My criticism of this is not that it tries to find a biological basis for distressing behaviour -- my criticism is that it is simply bad science, packaged to sell.
Example: Thornhill claims that a study has shown that reproductive-age women are more traumatized by rape than older or younger women who are not in danger of pregnancy, and he takes this as one of the pillars of his argument that rape is a strategy for reproduction.
Problem: His reference for this study is one of his own articles, dated 1991. When you go find this article, you find that it contains a reference to one of his articles, dated 1990. When you find this, it references the study yet again, but in an article of his dated in the early 1980s. When you find this article, you find another reference, but at least this is to the original research -- a study of 27 women that was done in 1974, and which, in fact, the original researchers (not Thornhill) found to indicate that women of all ages and reproductive status were equally traumatized. It was only after Thornhill ran this study through a series of computerized "filters" to factor out things he felt to be extraneous, was he able to turn this interpretation on its head. And it seems that he and Palmer went to extraordinary lengths to make the original data hard to find, in order to obscure the small size and age of the study as well as the original interpretation. The _accepted_ method for citation is to list the original study "as quoted in" one's own article -- not simply to quote one's own series of articles.
He and Palmer consistently make use of obfuscation to avoid answering criticisms of their arguments, as well.

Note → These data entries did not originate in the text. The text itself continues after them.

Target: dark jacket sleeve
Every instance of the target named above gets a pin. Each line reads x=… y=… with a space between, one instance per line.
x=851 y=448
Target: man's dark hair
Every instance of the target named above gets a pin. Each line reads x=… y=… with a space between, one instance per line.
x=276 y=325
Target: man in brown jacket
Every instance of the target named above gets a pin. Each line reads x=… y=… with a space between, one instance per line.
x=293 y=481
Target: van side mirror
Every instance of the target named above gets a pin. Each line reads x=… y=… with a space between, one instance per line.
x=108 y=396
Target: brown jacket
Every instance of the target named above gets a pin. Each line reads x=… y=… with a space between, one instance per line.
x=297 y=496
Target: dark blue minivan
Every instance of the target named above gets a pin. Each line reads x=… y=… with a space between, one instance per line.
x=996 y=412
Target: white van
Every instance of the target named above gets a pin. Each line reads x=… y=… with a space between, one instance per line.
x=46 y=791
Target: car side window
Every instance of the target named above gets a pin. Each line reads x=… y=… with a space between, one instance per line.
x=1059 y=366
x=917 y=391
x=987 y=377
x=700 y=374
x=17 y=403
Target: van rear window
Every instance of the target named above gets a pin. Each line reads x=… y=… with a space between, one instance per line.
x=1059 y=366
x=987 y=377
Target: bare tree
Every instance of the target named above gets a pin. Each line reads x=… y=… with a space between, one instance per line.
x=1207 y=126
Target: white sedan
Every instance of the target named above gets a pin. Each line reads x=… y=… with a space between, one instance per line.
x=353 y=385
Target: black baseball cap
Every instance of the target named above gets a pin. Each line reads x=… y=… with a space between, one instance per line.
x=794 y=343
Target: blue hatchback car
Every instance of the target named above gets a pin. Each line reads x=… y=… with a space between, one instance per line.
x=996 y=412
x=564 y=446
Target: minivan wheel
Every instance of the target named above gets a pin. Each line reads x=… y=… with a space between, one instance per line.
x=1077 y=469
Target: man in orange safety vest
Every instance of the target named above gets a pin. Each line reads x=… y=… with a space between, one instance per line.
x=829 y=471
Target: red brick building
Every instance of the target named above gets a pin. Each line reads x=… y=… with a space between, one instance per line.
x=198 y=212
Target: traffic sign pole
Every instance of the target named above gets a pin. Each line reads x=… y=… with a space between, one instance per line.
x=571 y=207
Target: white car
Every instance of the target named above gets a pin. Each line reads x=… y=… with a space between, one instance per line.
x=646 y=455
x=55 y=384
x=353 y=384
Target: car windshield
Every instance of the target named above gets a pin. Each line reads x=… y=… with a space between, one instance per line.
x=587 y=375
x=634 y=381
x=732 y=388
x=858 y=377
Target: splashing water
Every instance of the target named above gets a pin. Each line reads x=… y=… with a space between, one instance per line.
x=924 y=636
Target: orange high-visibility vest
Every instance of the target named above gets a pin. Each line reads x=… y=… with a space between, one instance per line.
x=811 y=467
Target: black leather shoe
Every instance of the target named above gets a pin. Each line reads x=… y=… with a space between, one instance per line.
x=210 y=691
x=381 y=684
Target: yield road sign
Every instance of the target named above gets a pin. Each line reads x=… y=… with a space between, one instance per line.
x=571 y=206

For instance, one of his arguments is that scorpionflies regularly "rape" (i.e. force copulation) as a reproductive strategy. At one point, they address the real and relevant question that must be asked -- "How is scorpionfly behavior relevant to *human* behavior" -- by immediately diving off into a rant about the evils of assuming that they advocate biological determinism. In fact, they do not answer the relevancy question at all, but bury it under a load of righteous indignation against a different argument.
Rape of children was not included in any of their analyses; rape of teens and adults was reclassified into only two impossibly broad age categories, thereby obscuring the actual curve of incidents. In fact, the vast majority of rapes target pre-reproductive girls, going by FBI and National Crime Victim Survey statistics -- something that the authors waffle between not mentioning or denying outright, but without naming a source for their statistics. Sex attacks that do not involve a possible result of pregnancy (that is, same-sex rapes, penetration with objects, and penetration of "other orifices", etc.) are not mentioned at all, anywhere in their work -- a strange omission for a book that claims to deal with the entire phenomena of rape. One can only think that they leave these inconvenient facts out of the book because they look awkwardly like evidence against their theory.
This was published as a "popular science" book to make money; such a volatile and emotive topic will always sell. The pity of it is that it would never have passed peer-review as a genuine scientific argument.
I was deeply disappointed, first because of all of the above, and second because the only suggestion they could come up with for actually combating the male tendency to rape was to suggest women dress and speak modestly, and in general do all the things to appear unavailable and spoken for, and to understand that "males are driven by biological needs" -- in other words, the same advice that has failed to work to stop rape in any culture, over a period of centuries.
The book really doesn't advance anything, except Thornhill and Palmer's royalty checks.